No.6 第1章 その4
<Musa Badri>
2時間くらい走っただろうか、少し建物らしきものが出てきた。どれもレンガ造りで小さな平屋だ。途中の道については、Davidから絶対にDavidの車が通ったところを通れとの命令に近い要望があった。伴は少し先に、今までの建物よりは少し大きくて2階建ての、やはりレンガ造りの建物が見えてきたのに気付いた。1階部分にはいくつか部屋があるようで一番端を除いては窓から黄色っぽい光が見えて揺らいでいるようだった。建物の屋根にはどう見ても太陽パネルが付いているので、別に暖炉の火が燃えているのではなく天井などにつけた複数の電球色のLED照明の発光強度を位置に応じてゆっくりと変えているのだろう。伴はそのような照明は使っていないが、この地域だけでなく世界中には暖炉のような光の揺らぎがある照明を好んでいる人は多い、という話を聞いたことがある。それは、炎の揺らぎにより脳のα波が増えリラックス効果が生じるかららしい。そのときDavidのHMDでの通話が半分途切れながら聞こえてきた。
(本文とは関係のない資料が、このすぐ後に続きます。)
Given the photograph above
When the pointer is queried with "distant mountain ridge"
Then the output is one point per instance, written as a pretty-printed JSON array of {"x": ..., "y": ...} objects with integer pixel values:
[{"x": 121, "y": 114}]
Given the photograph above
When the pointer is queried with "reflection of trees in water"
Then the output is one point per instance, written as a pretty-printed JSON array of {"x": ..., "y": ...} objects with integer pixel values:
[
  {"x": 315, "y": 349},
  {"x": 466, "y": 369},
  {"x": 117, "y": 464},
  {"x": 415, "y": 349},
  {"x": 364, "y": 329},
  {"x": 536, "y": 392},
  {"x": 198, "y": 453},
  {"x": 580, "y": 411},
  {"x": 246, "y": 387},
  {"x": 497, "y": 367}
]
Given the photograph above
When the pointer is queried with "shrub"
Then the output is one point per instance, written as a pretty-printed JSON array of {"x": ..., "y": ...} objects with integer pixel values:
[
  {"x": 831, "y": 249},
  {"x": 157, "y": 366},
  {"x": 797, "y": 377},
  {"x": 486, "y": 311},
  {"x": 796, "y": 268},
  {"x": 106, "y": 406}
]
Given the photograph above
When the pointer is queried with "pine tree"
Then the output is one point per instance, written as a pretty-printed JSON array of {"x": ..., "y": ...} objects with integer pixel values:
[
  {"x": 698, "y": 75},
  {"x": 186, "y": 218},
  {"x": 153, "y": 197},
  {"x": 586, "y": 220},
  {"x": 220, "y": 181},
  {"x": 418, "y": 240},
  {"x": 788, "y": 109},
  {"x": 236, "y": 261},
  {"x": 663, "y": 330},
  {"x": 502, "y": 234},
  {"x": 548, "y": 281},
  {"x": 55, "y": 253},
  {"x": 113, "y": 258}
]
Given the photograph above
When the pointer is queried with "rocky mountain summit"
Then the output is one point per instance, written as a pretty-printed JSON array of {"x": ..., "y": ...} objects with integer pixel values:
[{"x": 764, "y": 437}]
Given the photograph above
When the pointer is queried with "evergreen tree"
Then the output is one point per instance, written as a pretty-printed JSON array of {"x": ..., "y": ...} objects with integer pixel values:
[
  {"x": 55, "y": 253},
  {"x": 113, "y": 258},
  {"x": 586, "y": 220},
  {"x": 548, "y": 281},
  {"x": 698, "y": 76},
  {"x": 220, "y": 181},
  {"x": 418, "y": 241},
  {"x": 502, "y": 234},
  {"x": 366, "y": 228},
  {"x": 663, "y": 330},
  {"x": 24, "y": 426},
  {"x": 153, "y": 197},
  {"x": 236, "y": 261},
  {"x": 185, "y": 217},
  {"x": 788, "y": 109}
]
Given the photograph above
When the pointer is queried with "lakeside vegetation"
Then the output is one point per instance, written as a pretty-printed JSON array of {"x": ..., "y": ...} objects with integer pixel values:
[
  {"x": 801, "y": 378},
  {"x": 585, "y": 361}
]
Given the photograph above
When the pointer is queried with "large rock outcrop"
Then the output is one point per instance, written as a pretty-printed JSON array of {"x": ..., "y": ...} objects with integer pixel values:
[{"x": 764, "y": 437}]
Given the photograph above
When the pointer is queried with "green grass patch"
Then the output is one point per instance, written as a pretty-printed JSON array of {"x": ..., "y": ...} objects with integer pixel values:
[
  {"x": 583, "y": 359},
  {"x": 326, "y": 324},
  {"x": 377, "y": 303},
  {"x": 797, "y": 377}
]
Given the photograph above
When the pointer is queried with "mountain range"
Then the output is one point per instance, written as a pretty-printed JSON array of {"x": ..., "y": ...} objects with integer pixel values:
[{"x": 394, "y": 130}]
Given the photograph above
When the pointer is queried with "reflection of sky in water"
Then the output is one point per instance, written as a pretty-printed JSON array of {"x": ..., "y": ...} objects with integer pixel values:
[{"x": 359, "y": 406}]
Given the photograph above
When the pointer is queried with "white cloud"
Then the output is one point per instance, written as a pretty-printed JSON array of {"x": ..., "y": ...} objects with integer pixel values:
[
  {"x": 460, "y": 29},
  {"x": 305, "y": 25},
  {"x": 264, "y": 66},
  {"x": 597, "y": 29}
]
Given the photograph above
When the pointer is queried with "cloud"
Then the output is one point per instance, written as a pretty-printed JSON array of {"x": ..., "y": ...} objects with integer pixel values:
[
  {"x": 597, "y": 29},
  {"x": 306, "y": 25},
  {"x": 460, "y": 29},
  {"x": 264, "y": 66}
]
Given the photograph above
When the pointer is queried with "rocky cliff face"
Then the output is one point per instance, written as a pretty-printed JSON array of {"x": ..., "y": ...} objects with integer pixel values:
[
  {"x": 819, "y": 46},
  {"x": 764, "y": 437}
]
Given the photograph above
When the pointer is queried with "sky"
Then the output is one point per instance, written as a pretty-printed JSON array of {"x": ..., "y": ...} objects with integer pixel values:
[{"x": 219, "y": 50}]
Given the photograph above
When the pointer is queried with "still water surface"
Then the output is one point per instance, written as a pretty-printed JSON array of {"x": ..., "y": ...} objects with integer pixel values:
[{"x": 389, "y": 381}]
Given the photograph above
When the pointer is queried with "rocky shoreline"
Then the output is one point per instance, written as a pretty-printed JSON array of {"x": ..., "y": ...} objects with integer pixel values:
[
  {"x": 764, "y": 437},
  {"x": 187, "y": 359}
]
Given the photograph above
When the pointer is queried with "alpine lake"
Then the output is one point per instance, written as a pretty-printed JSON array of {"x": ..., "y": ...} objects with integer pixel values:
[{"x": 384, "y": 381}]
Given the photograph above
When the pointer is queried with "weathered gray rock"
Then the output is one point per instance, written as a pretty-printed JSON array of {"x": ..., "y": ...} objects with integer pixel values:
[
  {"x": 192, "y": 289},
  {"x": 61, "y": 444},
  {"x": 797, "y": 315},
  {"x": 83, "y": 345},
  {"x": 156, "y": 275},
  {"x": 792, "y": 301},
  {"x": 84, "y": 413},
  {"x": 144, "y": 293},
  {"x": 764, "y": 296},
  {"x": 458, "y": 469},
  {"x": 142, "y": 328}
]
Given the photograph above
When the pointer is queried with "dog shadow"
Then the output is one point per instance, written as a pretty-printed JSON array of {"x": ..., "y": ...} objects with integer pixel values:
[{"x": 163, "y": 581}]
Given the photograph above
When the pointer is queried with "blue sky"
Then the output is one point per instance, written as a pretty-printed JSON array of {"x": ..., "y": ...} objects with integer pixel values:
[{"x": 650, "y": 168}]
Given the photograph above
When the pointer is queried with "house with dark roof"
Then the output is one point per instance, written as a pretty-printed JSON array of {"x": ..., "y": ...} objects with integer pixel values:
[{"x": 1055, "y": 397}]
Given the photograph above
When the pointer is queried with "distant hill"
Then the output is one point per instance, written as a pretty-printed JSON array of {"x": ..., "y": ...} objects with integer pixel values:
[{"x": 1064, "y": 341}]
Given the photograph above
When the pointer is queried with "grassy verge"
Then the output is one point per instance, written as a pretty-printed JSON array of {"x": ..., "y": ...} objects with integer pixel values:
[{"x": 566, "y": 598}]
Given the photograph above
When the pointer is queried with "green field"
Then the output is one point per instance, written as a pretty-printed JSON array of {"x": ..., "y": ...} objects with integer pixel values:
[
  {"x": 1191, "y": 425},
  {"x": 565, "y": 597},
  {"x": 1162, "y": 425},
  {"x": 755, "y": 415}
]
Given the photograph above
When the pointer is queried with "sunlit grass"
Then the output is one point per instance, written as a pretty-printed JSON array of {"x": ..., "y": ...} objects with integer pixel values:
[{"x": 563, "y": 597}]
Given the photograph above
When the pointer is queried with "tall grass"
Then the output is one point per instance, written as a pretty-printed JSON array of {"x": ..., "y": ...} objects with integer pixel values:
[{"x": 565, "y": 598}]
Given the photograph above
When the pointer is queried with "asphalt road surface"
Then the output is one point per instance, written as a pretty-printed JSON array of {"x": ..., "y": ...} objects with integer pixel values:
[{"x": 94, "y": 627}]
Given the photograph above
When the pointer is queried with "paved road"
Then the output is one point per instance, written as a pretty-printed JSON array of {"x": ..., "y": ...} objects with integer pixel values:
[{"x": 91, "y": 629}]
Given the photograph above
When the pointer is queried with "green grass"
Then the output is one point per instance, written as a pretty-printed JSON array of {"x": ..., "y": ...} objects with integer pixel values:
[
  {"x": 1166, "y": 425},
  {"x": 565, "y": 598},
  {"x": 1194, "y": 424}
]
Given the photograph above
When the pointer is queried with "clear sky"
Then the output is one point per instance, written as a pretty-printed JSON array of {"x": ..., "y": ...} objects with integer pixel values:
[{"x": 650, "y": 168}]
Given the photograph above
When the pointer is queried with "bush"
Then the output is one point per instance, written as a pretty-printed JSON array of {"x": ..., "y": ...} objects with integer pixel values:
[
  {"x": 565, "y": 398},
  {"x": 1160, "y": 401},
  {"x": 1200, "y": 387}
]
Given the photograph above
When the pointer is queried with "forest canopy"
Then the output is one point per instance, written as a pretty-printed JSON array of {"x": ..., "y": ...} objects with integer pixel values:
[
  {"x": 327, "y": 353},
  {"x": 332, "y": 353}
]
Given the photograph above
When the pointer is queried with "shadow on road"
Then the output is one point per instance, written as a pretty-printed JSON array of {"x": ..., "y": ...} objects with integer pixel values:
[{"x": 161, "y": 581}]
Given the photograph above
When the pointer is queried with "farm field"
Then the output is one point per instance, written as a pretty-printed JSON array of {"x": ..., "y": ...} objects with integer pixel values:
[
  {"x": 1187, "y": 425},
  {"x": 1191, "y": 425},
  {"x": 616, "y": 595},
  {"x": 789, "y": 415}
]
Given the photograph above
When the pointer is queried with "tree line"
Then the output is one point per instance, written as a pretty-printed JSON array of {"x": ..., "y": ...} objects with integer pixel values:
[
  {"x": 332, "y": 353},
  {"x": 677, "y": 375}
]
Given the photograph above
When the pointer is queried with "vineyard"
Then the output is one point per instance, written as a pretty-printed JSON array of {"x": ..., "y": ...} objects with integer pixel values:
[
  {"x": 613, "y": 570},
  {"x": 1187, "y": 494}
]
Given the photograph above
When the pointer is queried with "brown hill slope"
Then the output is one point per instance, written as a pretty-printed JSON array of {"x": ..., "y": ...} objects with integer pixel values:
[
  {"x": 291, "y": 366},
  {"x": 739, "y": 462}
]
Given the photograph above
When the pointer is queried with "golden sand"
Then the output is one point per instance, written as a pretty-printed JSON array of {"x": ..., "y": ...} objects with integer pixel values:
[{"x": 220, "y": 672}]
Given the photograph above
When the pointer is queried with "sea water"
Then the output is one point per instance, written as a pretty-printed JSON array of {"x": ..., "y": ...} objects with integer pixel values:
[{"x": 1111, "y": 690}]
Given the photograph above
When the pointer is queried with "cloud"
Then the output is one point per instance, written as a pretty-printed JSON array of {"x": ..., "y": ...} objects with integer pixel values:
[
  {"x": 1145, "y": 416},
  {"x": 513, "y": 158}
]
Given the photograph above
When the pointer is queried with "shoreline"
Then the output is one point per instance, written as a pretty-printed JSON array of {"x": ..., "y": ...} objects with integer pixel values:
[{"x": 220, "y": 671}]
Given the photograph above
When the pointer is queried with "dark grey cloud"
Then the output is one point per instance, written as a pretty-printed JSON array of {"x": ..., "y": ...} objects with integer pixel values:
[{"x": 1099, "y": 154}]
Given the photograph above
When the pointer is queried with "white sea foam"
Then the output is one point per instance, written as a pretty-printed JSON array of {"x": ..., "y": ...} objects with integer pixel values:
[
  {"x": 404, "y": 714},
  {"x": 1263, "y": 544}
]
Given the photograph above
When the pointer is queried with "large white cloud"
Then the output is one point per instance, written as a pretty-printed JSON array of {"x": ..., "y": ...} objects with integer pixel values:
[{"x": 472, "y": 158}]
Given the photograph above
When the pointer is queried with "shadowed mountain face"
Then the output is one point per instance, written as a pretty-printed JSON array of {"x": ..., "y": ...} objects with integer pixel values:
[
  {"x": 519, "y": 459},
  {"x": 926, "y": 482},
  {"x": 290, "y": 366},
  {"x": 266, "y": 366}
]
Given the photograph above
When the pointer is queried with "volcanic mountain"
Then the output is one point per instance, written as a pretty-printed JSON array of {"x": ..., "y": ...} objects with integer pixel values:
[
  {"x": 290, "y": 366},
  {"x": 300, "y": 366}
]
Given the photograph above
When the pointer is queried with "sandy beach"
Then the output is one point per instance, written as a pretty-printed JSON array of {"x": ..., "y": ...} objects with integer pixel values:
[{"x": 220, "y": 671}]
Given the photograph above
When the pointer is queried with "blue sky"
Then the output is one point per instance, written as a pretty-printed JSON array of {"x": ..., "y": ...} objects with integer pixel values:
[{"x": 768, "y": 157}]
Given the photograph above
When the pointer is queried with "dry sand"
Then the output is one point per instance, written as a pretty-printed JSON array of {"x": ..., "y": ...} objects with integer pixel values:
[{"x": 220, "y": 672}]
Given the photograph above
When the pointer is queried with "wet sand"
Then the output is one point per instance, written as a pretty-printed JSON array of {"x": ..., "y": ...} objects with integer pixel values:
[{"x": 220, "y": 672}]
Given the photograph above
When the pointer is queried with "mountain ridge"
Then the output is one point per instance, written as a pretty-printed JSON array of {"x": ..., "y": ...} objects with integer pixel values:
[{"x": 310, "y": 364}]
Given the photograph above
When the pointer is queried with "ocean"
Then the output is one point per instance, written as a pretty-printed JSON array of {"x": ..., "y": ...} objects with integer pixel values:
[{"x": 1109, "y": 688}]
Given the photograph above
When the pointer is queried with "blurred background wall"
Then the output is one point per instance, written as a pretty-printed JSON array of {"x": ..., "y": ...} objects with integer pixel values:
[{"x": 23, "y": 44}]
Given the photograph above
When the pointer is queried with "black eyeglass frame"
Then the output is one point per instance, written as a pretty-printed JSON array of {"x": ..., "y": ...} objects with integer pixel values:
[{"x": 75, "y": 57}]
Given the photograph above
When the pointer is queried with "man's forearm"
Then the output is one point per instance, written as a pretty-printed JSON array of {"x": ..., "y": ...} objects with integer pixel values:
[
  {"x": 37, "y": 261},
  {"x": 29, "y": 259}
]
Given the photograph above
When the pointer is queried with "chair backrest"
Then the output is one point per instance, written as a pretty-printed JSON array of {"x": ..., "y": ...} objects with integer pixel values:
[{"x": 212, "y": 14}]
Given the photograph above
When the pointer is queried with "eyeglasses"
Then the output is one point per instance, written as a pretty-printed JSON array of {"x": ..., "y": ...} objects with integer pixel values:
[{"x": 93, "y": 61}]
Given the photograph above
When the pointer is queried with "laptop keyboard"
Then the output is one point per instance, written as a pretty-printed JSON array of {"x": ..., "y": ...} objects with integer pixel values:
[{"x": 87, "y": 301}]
David「・・近くまで来ました。あと数分でつきます。こちらは装甲車3台とマイクロバス1台です。」
そのとき、その建物の端の窓の照明が消えたのだが、そこの色だけは青白かったので伴は、そこが作業場なのだろうと思った。
その後車列は左に曲がり建物の反対側に出て停まった。どこにも標識などは無いのだが、車の通った跡がありそれを辿るとそうなるのだ。かなりしっかりした跡なので、毎日数台、それも重い車両が通っているのだろう、と伴は思った。車両が止まるとすぐに、建物のドアが開いて中から民族衣装と思われる服装の老人が出てきた。上下が繋がってガウンのように見えるジャラビーヤと呼ばれる衣装に見えるが、普通色は白なのにこの人の場合は薄い茶色で、ターバンは付けていない。そして左足は足首から上が金属の棒になっているのが見えたから、義足のようだ。
すぐにDavidが車から出て「初めまして。EUのDavidです。」
というのが聞こえ、Davidがこちらに向かって手招きをしたので他のメンバーも車から出てきた。車から出た時、やっとその民族衣装の人はかなりの高齢で何かを話しているのが分かったが、こちらのHMDには何も表示されなかったので、よく見たらその人はHMDなど身に着けていなかった。崔が自分のHMDを調整しようとした様子を見て、
Kier「あの人はHMDなど使わない。民兵組織関係者は盗聴などを恐れてそういう機器を使う習慣はない。」と言った。
ということで、ここからの会話は、EU側は小声でHMDのマイクで話しEU側他のメンバーには無線で送信されてユーザーの言語に変換、先方へはアラビア語に翻訳された後、HMD付属のスピーカーから音声が出力、先方はアラビア語で話しそれをEU側のメンバーはHMDの外部マイクから入力し各ユーザーの言葉に翻訳するという形になる。ただそのままの言語で書くとわかりにくいので、単に日本語へ変換した形で書くことにする。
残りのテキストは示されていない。